Writer-director Jacob Tierney’s Good Neighbors basically runs on the assumption that Montreal is the last place you would ever want to live: dark, freezing, unhappy, ethnically fractious, and murderous. When the movie opens, there’s already a serial killer on the loose in the small neighborhood of Notre Dame de Grace, or “the NDG” as it’s known to its residents, a mix of bitter American transplants and gossipy French-speaking natives. Louise’s (Emily Hampshire) co-worker at the dumpy Chinese restaurant where she works disappears, and she becomes fixated with tracking the culprit’s every move in the newspaper. Which might lead you to believe that this will be a genre film along the lines of Dario Argento’s classic horror-whodunits.

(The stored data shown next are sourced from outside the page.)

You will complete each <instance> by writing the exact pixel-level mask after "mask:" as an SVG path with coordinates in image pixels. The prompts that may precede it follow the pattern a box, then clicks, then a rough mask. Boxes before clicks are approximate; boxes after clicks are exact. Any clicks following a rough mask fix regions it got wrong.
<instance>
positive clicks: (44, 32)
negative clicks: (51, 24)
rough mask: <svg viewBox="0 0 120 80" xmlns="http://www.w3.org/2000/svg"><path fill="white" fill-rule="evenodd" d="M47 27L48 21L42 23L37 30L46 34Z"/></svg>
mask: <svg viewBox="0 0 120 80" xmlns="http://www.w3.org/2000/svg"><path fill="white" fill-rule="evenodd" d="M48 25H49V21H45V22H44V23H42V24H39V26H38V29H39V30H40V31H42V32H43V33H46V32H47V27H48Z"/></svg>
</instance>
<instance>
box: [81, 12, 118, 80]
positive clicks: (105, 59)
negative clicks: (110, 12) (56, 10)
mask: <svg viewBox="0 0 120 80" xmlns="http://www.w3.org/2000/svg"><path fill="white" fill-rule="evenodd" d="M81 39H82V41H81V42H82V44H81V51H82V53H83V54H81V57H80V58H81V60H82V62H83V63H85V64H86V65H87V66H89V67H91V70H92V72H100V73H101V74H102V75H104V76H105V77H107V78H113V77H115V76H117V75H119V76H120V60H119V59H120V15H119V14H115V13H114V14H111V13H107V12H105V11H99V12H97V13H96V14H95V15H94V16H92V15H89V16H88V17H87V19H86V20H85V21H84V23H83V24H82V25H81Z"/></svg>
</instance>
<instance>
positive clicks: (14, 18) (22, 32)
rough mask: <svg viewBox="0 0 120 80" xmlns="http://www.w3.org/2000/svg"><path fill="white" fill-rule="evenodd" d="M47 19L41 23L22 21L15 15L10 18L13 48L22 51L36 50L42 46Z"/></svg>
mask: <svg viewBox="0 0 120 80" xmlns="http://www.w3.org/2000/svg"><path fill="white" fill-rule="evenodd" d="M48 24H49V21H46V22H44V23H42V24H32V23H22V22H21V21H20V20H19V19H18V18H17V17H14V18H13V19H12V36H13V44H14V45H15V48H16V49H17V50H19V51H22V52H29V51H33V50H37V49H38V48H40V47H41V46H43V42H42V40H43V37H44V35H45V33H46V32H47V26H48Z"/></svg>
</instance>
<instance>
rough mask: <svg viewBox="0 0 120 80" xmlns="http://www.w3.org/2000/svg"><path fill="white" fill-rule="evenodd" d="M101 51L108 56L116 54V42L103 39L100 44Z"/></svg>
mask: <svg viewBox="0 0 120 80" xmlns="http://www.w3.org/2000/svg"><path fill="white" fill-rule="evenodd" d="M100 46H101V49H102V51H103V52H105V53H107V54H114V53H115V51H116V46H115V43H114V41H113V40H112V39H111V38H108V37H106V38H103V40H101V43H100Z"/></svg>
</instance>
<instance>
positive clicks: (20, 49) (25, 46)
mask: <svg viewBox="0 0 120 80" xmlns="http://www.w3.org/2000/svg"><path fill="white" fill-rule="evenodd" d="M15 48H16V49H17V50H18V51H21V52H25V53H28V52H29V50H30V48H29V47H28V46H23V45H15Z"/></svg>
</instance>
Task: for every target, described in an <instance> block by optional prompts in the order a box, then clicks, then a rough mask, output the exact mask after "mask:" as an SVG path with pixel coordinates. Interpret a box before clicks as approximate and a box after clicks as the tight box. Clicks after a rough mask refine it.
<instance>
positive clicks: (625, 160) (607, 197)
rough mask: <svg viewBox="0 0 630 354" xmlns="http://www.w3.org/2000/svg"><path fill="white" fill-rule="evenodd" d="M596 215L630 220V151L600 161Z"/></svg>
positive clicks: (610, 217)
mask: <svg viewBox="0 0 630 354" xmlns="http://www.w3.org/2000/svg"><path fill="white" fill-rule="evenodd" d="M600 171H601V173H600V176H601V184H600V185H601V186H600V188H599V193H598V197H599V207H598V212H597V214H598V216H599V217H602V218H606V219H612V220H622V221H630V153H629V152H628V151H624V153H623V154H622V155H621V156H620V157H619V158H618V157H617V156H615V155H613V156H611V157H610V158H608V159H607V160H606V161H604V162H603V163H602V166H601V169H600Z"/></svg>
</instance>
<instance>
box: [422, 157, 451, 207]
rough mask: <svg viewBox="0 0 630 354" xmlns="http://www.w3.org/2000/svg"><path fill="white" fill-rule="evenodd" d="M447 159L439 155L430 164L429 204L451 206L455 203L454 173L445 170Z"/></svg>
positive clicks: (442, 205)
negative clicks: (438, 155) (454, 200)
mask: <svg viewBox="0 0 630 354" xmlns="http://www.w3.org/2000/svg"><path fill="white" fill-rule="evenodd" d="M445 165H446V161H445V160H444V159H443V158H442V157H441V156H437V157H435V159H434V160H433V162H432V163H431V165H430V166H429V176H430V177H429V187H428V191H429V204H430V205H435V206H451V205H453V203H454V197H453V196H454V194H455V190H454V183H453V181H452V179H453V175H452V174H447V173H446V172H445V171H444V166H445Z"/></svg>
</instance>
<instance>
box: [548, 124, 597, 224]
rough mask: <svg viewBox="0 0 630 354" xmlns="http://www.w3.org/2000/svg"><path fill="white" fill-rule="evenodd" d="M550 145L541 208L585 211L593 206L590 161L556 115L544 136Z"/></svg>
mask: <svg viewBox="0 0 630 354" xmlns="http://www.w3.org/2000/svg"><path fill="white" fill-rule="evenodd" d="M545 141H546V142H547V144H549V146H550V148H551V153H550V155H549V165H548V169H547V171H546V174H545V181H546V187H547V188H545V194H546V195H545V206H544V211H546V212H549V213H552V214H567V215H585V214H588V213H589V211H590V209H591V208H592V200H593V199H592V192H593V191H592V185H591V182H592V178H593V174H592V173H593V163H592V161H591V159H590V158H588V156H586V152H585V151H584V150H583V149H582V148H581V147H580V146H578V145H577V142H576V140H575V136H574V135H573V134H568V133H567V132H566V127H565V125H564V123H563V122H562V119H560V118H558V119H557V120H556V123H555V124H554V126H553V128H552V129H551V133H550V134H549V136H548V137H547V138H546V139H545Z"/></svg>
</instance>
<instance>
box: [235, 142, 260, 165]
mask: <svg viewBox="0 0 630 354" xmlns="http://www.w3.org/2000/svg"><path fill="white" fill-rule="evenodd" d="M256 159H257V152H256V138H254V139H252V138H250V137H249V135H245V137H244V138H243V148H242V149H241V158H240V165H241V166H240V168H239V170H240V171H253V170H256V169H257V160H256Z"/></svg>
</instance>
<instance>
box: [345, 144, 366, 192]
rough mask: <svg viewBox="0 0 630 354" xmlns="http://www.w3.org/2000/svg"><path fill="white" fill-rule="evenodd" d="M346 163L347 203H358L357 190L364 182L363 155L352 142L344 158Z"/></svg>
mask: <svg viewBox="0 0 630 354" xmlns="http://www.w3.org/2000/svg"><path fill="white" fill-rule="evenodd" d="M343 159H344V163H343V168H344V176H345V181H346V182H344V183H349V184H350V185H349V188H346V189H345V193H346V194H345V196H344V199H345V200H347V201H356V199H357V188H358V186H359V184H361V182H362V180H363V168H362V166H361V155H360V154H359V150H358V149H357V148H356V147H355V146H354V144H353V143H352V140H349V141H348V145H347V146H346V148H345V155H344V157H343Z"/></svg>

But unlike Argento, who’s obsessed with space and city and sight, Tierney mostly retracts his camera into the corridors of Louise’s apartment complex, a location even more depressing than the dystopian madhouse of Delicatessen, where no one is entirely innocent. Each is also distinctly unlikable in his or her own way: Louise, a cat-obsessed, sexless ice queen on level with Neve Campbell in When Will I Be Loved; her paralyzed downstairs neighbor Spencer (Scott Speedman), who has the smug grin of a varsity football quarterback despite being wheelchair-bound; and Victor (Jay Baruchel), the chatty, neurotic newcomer, who tries way too hard to please everyone to be even remotely good-intentioned. After some of Louise’s cats and an alcoholic neighbor show up dead, everyone becomes a suspect and a potential victim, though it’s unclear why none of them ever just moves out.
The tone of Good Neighbors is off-key from the beginning, a fact that’s not helped by the presence of Speedman, onetime Felicity heartthrob. That’s not exactly unintentional: Tierney’s is the kind of post-post horror-thriller that puts all of its killings in clear air quotes, making you cringe at the same time you admire its assumed cleverness. You can probably guess early on who’s the killer, but it’s not much fun, because guessing isn’t really the point; the filmmakers just want you to get the joke. The more ludicrous things get, the more “amusing”: an anonymous victim fucked against a nightclub wall, a man’s semen saved in a freezer as potential evidence. By the end, you’re exhausted following who’s gaming whom, and the only joy is in watching them bleed.